The above example is costly, even though Redis is not blocked it is still takes time to return the reply to the user. If we flaten the requirement in such way that we agree to get an approximate value, we can get a much better performance (on most cases). We will cache the result on a key called <name>_count
and set some expiration on that key so that we will recalculate the value from time to time. The new code will look like this:
#!js name=lib
redis.register_function('test', async function(async_client, expected_name){
// check the cache first
var cached_value = async_client.block((client)=>{
return client.call('get', expected_name + '_count');
});
if (cached_value != null) {
return cached_value;
}
var count = 0;
var cursor = '0';
do{
async_client.block((client)=>{
var res = client.call('scan', cursor);
cursor = res[0];
var keys = res[1];
keys.forEach((key) => {
if (client.call('hget', key, 'name') == expected_name) {
count += 1;
}
});
});
} while(cursor != '0');
// set count to the cache wil 5 seconds expiration
async_client.block((client)=>{
client.call('set', expected_name + '_count', count);
client.call('expire', expected_name + '_count', 5);
});
return count;
});
The above code works as expected, it first check the cache, if cache exists it returns it, otherwise it is perform the calculation and update the cache. But the above example is not optimal, the callback is a Coroutine which means that it will always be calculated on a background thread. Moving to a background thread by itself is costly, to best approach would have been to check the cache synchronously and only if its not there, move to the background. RedisGears allows to start synchronously and move asynchronously using run_on_background
function. The new code:
#!js name=lib
redis.register_function('test', function(client, expected_name){
// check the cache first
var cached_value = client.call('get', expected_name + '_count');
if (cached_value != null) {
return cached_value;
}
// cache is not set, move to background
return client.run_on_background(async function(async_client) {
var count = 0;
var cursor = '0';
do{
async_client.block((client)=>{
var res = client.call('scan', cursor);
cursor = res[0];
var keys = res[1];
keys.forEach((key) => {
if (client.call('hget', key, 'name') == expected_name) {
count += 1;
}
});
});
} while(cursor != '0');
// set count to the cache wil 5 seconds expiration
async_client.block((client)=>{
client.call('set', expected_name + '_count', count);
client.call('expire', expected_name + '_count', 5);
});
return count;
});
});
run_on_background
will return a Promise
object, we return this Promise object as the function return value. When RedisGears sees that the function returned a Promise, it waits for the promise to be resolved and return its result to the client. The above implementation will be much safer in cases of cache hit.

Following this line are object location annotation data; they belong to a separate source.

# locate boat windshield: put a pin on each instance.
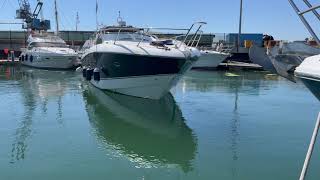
(48, 44)
(136, 37)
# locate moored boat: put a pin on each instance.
(309, 73)
(48, 52)
(130, 61)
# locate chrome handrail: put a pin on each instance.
(195, 38)
(142, 36)
(190, 29)
(117, 36)
(301, 14)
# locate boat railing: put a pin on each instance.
(193, 41)
(301, 14)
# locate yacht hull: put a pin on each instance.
(209, 60)
(150, 87)
(52, 61)
(313, 85)
(140, 76)
(309, 73)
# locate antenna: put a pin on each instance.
(77, 21)
(120, 20)
(41, 11)
(97, 9)
(57, 18)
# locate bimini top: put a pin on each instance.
(123, 29)
(45, 38)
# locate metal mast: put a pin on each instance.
(240, 27)
(56, 16)
(77, 21)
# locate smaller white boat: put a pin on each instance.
(210, 59)
(48, 52)
(309, 73)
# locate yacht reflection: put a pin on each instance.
(147, 132)
(249, 83)
(37, 88)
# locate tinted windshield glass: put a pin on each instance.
(125, 37)
(48, 44)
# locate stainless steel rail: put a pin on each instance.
(303, 19)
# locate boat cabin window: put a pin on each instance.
(126, 37)
(48, 44)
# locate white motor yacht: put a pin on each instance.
(309, 73)
(129, 61)
(48, 52)
(210, 59)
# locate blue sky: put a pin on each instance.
(275, 17)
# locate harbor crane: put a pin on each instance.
(31, 18)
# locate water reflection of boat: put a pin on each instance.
(37, 87)
(250, 83)
(147, 132)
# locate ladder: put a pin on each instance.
(311, 8)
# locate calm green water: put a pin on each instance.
(254, 126)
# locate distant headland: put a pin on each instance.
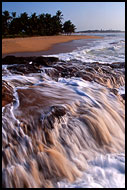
(100, 31)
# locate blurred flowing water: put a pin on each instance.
(61, 130)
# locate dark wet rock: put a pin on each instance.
(115, 91)
(58, 111)
(118, 65)
(7, 93)
(123, 96)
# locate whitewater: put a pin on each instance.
(63, 121)
(105, 171)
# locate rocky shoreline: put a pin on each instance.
(111, 76)
(56, 117)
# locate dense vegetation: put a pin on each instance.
(43, 24)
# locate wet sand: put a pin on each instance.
(37, 44)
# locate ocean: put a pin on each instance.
(65, 127)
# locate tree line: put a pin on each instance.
(34, 25)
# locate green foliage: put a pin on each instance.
(43, 24)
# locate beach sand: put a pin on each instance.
(36, 44)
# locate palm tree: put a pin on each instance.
(5, 22)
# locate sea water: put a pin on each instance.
(73, 147)
(105, 171)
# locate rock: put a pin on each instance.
(7, 93)
(123, 96)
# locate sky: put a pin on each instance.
(84, 15)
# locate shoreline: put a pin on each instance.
(37, 44)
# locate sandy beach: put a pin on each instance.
(35, 44)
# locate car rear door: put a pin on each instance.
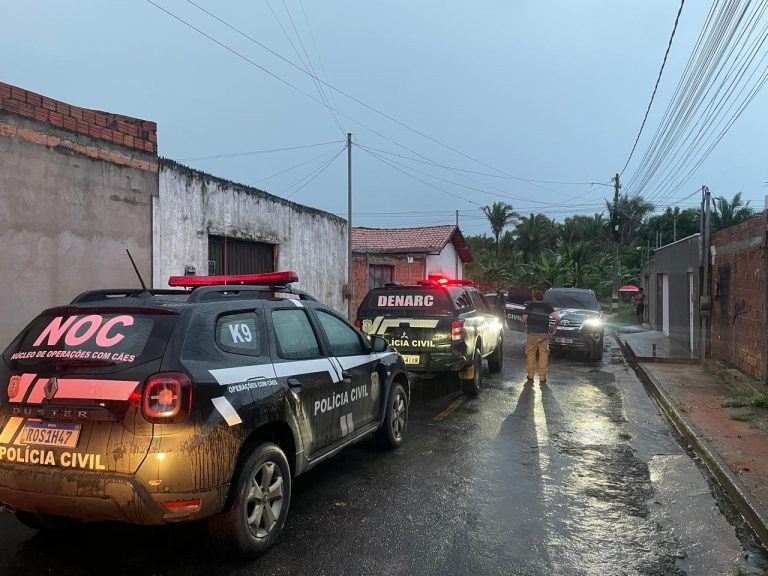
(416, 320)
(303, 364)
(357, 365)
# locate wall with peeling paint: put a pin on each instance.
(70, 205)
(193, 204)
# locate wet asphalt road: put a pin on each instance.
(578, 476)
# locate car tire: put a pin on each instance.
(392, 431)
(596, 353)
(261, 495)
(472, 385)
(496, 359)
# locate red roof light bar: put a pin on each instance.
(267, 279)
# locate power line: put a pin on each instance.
(312, 175)
(254, 152)
(656, 87)
(333, 88)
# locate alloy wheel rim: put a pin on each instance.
(264, 500)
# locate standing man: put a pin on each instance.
(640, 309)
(536, 321)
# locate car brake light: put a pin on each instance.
(457, 330)
(267, 279)
(166, 398)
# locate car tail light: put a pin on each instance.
(457, 330)
(166, 398)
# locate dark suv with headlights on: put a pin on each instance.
(581, 322)
(438, 325)
(165, 406)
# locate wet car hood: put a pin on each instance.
(577, 314)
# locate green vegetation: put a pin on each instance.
(536, 251)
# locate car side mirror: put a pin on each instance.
(378, 343)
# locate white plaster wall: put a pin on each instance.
(193, 205)
(445, 262)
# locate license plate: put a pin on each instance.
(59, 434)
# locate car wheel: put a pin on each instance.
(596, 353)
(496, 359)
(392, 432)
(472, 385)
(261, 497)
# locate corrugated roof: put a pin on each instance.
(427, 239)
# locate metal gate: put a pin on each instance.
(242, 256)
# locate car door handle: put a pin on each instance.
(294, 383)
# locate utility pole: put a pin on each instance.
(615, 231)
(705, 304)
(674, 224)
(456, 274)
(350, 286)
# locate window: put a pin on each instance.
(242, 256)
(344, 340)
(478, 300)
(460, 298)
(238, 333)
(295, 337)
(378, 275)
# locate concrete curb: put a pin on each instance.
(753, 511)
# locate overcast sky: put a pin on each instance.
(492, 91)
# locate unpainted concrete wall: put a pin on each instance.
(193, 204)
(70, 205)
(739, 321)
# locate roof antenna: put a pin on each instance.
(144, 286)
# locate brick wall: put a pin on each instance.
(140, 135)
(738, 281)
(403, 272)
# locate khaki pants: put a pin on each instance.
(537, 343)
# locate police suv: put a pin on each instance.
(438, 325)
(161, 406)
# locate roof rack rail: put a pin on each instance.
(231, 291)
(110, 293)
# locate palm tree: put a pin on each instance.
(632, 214)
(548, 270)
(726, 214)
(534, 233)
(500, 215)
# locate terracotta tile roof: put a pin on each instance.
(427, 239)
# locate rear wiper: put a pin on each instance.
(64, 364)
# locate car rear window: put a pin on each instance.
(113, 336)
(406, 301)
(582, 300)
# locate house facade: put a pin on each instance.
(77, 188)
(381, 255)
(206, 226)
(671, 281)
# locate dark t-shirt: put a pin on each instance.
(538, 316)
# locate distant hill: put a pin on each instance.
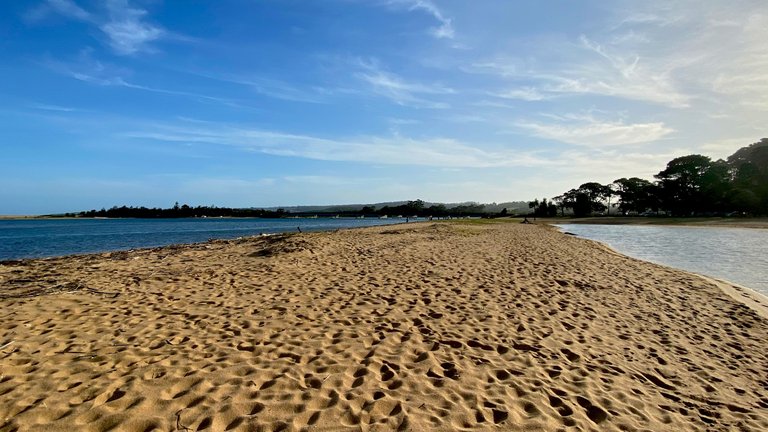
(511, 206)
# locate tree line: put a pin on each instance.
(408, 209)
(179, 211)
(692, 185)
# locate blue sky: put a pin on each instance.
(285, 102)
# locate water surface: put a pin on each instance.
(739, 255)
(55, 237)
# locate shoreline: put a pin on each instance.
(714, 222)
(424, 326)
(747, 296)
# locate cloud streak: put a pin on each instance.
(445, 28)
(377, 150)
(591, 132)
(125, 27)
(397, 89)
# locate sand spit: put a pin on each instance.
(420, 327)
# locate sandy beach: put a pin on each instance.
(423, 326)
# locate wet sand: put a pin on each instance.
(418, 327)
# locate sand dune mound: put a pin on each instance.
(419, 327)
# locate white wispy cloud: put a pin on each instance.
(445, 28)
(125, 27)
(397, 89)
(670, 54)
(51, 107)
(90, 70)
(380, 150)
(587, 130)
(523, 93)
(65, 8)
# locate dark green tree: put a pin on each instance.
(681, 184)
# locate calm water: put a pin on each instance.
(45, 238)
(739, 255)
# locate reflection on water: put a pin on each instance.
(53, 237)
(739, 255)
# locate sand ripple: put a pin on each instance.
(421, 327)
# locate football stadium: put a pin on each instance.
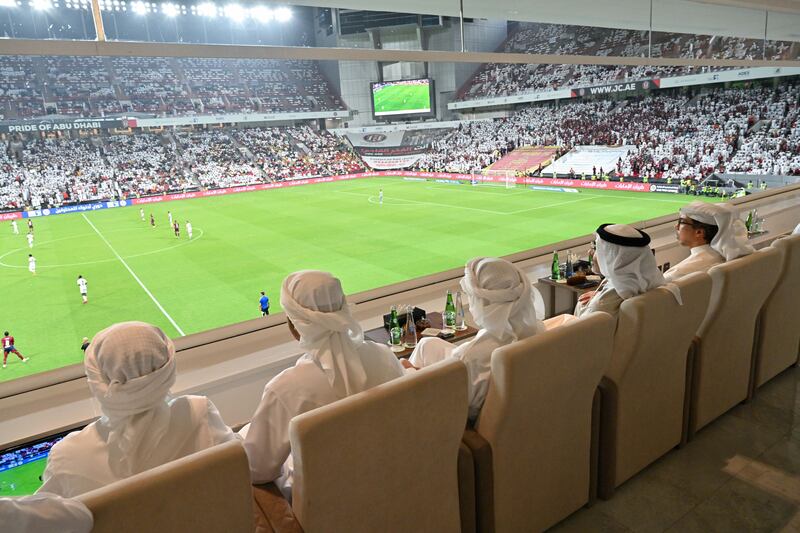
(349, 267)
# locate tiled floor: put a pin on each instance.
(740, 473)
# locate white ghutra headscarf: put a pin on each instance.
(130, 368)
(501, 298)
(731, 239)
(316, 305)
(625, 259)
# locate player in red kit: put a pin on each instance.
(8, 347)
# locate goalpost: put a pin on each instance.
(510, 179)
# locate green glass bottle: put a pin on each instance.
(395, 333)
(449, 318)
(554, 274)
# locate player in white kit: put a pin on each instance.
(82, 285)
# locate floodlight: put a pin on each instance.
(170, 10)
(235, 12)
(262, 14)
(207, 10)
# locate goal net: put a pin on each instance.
(510, 179)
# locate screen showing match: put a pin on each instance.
(406, 97)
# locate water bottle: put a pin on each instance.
(554, 274)
(461, 323)
(449, 318)
(395, 333)
(410, 337)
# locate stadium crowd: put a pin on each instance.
(94, 86)
(52, 172)
(753, 130)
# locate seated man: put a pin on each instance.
(502, 303)
(44, 513)
(130, 368)
(713, 233)
(338, 363)
(629, 267)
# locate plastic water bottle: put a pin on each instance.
(568, 272)
(461, 323)
(554, 273)
(410, 335)
(395, 333)
(449, 318)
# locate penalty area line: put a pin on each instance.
(139, 281)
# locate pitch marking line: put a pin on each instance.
(477, 190)
(372, 199)
(63, 265)
(121, 260)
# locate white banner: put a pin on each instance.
(391, 162)
(231, 118)
(377, 139)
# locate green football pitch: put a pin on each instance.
(245, 243)
(402, 98)
(22, 480)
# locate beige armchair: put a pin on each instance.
(384, 459)
(645, 387)
(206, 492)
(538, 420)
(778, 339)
(724, 356)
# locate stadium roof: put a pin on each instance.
(735, 18)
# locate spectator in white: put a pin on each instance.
(714, 233)
(503, 304)
(696, 229)
(338, 362)
(130, 368)
(44, 513)
(624, 258)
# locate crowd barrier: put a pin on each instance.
(447, 176)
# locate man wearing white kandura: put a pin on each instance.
(713, 233)
(503, 304)
(130, 368)
(337, 363)
(44, 513)
(624, 258)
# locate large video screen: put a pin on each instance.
(405, 97)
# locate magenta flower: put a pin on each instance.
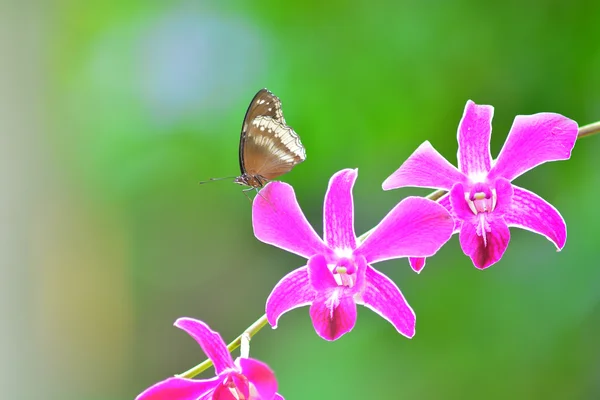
(482, 200)
(338, 274)
(244, 379)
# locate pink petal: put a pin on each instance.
(211, 342)
(383, 296)
(417, 263)
(260, 375)
(483, 254)
(474, 132)
(534, 140)
(292, 291)
(319, 275)
(333, 316)
(180, 389)
(531, 212)
(242, 385)
(339, 211)
(278, 220)
(425, 168)
(416, 227)
(504, 196)
(221, 393)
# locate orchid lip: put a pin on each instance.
(481, 202)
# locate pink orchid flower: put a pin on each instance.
(481, 198)
(338, 274)
(244, 379)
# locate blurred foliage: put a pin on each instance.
(130, 103)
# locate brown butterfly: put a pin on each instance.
(268, 147)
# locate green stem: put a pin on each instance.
(588, 130)
(203, 366)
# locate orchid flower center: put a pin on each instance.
(344, 272)
(481, 199)
(233, 386)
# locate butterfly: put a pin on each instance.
(269, 148)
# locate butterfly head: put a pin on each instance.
(254, 181)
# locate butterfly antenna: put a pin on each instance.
(215, 179)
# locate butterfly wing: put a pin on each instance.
(264, 103)
(271, 148)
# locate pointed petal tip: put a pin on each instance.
(417, 263)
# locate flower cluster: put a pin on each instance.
(481, 204)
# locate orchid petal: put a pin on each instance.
(241, 384)
(474, 132)
(319, 275)
(260, 375)
(211, 342)
(504, 196)
(417, 263)
(222, 392)
(292, 291)
(485, 252)
(338, 211)
(416, 227)
(333, 314)
(531, 212)
(383, 296)
(534, 140)
(425, 168)
(278, 220)
(180, 389)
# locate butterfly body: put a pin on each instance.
(268, 147)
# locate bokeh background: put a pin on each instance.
(112, 111)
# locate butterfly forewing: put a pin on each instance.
(272, 148)
(268, 147)
(264, 103)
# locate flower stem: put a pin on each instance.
(431, 196)
(588, 130)
(248, 333)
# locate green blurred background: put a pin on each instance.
(112, 111)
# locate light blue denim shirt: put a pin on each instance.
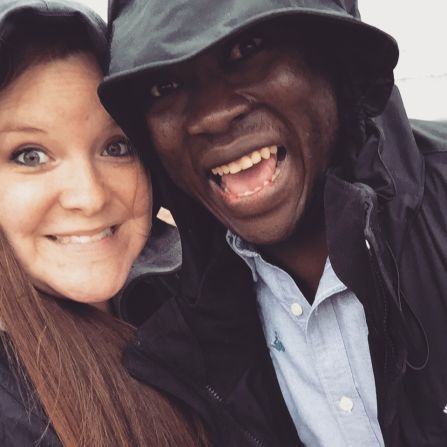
(320, 353)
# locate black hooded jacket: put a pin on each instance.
(386, 233)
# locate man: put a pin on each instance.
(291, 163)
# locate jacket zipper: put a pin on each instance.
(380, 288)
(250, 436)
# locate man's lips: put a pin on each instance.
(250, 173)
(246, 161)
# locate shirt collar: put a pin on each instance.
(329, 282)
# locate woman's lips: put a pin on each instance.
(83, 238)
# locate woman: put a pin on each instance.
(75, 213)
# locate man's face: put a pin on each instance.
(247, 128)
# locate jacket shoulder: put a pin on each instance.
(22, 421)
(430, 136)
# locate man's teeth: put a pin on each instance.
(83, 239)
(246, 162)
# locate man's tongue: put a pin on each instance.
(251, 179)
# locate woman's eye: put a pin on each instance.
(31, 157)
(121, 148)
(163, 88)
(245, 48)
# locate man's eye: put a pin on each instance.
(120, 148)
(30, 157)
(163, 88)
(245, 48)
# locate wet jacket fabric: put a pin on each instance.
(386, 234)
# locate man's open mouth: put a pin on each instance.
(250, 173)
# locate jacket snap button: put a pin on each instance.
(296, 309)
(346, 404)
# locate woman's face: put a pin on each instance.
(75, 203)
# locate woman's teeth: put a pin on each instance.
(83, 239)
(246, 162)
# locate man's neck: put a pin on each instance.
(302, 257)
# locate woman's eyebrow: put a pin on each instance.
(18, 128)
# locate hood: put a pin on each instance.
(147, 35)
(151, 34)
(16, 13)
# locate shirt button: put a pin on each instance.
(296, 309)
(346, 404)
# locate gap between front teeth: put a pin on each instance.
(246, 162)
(83, 239)
(259, 188)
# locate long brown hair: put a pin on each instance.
(70, 353)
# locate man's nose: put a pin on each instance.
(214, 106)
(83, 188)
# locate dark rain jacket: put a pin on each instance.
(386, 233)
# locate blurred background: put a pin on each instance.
(419, 28)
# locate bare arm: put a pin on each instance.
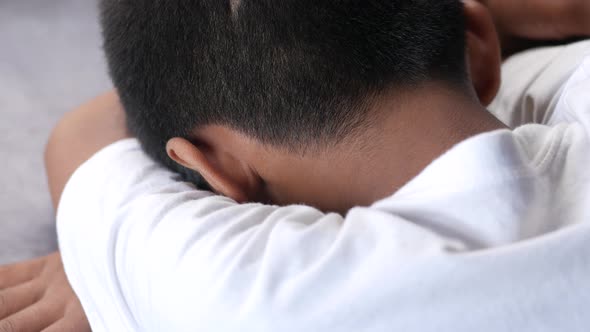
(35, 295)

Blocking Redis might fail, couple of reasons for such failure can be:
- Redis reached OOM state and the
no-writes
orallow-oom
flags are not set (see functions flags for more information) no-writes
flag is not set and the Redis instance turned role and it is now a replica.- ACL user that invoked the function was deleted.
The failure will result in an exception that the function writer can choose to handle or throw it to be catch by RedisGears.
Blocking the Redis for long time is discouraged and considered unsafe operation. RedisGears attempt to protect the function writer and timeout the blocking if it continues for to long. The timeout can be set as a module configuration along side the fatal failure policy that indicate how to handle the timeout. Policies can be one of the following:
- Abort - stop the function invocation even at the cost of losing the atomicity property
- Kill - keep the atomicity property and do not stop the function invocation. In such case there is a risk of an external processes to kill the Redis server, thinking that the shard is not responding.